My question is very similar to another post: Apache Beam Cloud Dataflow Streaming Stuck Side Input.
However, I tried the resolution there (apply GlobalWindows() to the side input), and it did not seem to fix my problem.
I have a Dataflow pipeline (but I'm using DirectRunner for debug) with Python SDK where the main input are logs from PubSub and the side input is associated data from a mostly unchanging database. I would like to join the two such that each log is paired with side input data from the same approximate time. Excess side inputs without an associated log can be dropped.
The behavior I see is that the pipeline seems to be operating as a single thread.

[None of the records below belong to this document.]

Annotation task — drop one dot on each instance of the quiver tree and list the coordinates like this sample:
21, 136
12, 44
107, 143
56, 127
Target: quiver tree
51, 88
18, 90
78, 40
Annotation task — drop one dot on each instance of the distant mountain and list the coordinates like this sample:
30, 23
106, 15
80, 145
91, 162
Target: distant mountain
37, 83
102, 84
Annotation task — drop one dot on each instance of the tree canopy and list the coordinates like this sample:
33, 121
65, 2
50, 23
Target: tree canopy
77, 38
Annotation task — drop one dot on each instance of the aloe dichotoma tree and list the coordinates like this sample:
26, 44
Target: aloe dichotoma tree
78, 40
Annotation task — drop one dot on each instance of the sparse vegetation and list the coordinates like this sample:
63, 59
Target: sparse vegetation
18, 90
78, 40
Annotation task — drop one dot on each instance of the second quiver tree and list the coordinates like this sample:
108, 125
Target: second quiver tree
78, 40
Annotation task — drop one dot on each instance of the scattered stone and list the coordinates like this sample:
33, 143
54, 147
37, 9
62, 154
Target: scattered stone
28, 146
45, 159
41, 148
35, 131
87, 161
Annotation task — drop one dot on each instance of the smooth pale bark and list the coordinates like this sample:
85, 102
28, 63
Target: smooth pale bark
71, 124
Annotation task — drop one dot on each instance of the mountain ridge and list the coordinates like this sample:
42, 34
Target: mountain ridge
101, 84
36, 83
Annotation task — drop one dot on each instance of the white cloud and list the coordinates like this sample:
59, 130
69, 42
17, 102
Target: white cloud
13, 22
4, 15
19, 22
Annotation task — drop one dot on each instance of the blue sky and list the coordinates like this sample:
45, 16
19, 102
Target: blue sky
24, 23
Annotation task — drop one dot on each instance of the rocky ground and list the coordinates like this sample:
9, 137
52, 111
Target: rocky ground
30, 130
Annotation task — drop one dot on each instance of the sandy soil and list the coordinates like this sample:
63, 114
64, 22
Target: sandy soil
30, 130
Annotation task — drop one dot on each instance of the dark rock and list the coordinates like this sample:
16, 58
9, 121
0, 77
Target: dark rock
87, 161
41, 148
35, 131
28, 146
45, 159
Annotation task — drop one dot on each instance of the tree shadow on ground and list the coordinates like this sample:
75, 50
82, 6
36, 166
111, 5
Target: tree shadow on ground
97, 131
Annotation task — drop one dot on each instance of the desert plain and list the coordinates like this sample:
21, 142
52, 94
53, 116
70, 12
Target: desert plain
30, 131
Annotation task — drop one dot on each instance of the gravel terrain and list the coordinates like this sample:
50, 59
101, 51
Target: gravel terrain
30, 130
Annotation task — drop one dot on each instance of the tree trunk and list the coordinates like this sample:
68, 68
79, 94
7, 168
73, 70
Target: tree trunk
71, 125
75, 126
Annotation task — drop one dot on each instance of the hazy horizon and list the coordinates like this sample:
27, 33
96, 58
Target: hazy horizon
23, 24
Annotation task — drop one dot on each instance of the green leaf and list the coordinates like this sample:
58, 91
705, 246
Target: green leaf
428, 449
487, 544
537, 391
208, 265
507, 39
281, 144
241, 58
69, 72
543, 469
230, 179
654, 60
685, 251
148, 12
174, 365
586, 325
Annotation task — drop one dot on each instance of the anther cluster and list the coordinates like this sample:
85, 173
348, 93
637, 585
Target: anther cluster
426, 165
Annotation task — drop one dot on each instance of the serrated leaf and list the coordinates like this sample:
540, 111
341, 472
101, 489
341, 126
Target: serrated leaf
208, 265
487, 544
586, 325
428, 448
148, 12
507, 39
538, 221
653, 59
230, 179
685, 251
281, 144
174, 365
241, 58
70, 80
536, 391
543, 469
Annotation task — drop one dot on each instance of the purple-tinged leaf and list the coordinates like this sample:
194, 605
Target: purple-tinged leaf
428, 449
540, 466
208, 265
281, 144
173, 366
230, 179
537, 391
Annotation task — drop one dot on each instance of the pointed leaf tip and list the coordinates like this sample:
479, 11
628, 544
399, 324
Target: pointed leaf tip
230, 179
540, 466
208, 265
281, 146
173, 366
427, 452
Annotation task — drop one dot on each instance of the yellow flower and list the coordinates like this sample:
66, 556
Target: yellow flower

It processes the all side input elements first, then starts processing the main input elements. If the side input is bounded (non-streaming), this is fine, and the pipeline can merge inputs and run to completion. If the side input is unbounded (streaming), however, the main input is blocked indefinitely while apparently waiting for the side input processing to finish.
To illustrate the behavior, I made simplified test case below.
class Logger(apache_beam.DoFn):
def __init__(self, name):
self._name = name
def process(self, element, w=apache_beam.DoFn.WindowParam,
ts=apache_beam.DoFn.TimestampParam):
logging.error('%s: %s', self._name, element)
yield element
def cross_join(left, rights):
for right in rights:
yield (left, right)
def main():
start = timestamp.Timestamp.now()
# Bounded side inputs work OK.
stop = start + 20
# Unbounded side inputs appear to block execution of main input
# processing.
#stop = timestamp.MAX_TIMESTAMP
side_interval = 5
main_interval = 1
side_input = (
pipeline
| PeriodicImpulse(
start_timestamp=start,
stop_timestamp=stop,
fire_interval=side_interval,
apply_windowing=True)
| apache_beam.Map(lambda x: ('side', x))
| apache_beam.ParDo(Logger('side_input'))
)
main_input = (
pipeline
| PeriodicImpulse(
start_timestamp=start, stop_timestamp=stop,
fire_interval=main_interval, apply_windowing=True)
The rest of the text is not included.